U of S scientists awarded $1.2 million to explore advanced energy technologies
|From top: Ajay Dalai, Akira Hirose, and Jerzy Szpunar|
Three University of Saskatchewan researchers have been awarded $1.23 million by the Natural Sciences and Engineering Research Council of Canada (NSERC) to develop better ways to make biodiesel, advanced materials for nuclear reactors and an effective fuel injection system for fusion reactors.
“Producing and using energy sustainably while reducing our carbon footprint are high public priorities,” said U of S Vice-President Research Karen Chad. “These outstanding researchers are working on energy solutions to help us build a sustainable, productive and prosperous society.”
All three researchers, who are also Canada Research Chair holders, competed for the funds through NSERC’s Strategic Projects grants program. Their grants are part of $55 million invested across the country to support more than 120 research teams. The announcement was made today at the University of Waterloo in Ontario.

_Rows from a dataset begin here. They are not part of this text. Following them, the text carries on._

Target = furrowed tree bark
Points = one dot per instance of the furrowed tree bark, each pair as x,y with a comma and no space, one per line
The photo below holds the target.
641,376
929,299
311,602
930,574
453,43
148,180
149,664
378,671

The successful U of S recipients are:
- Ajay Dalai, Canada Research Chair in Bio-Energy and Environmentally-Friendly Chemical Processing, is working to develop catalysts to strip out the extra oxygen in vegetable oils such as waste canola, rapeseed and used cooking oil to produce heat stable biodiesel that mixes easily with petroleum diesel for superior performance. The environmental benefits are substantial: if all diesel vehicles added just five per cent biodiesel to their tanks, it would reduce Canada’s greenhouse gas emissions by 2.5 million tonnes. An added incentive is that biodiesel reduces wear on engines and reduces maintenance.
- Akira Hirose, Canada Research Chair in Plasma Science, will use the STOR-M tokamak, Canada’s only fusion energy research facility, to develop a refueling technology for fusion reactors called compact torus injection (CT). Fusion reactors use powerful magnetic fields to contain plasma – the same phase of matter found in the sun. Feeding fuel into the plasma without disrupting the magnetic fields and shutting down the reaction is a major challenge in fusion energy research, one Hirose hopes to overcome with CT technology.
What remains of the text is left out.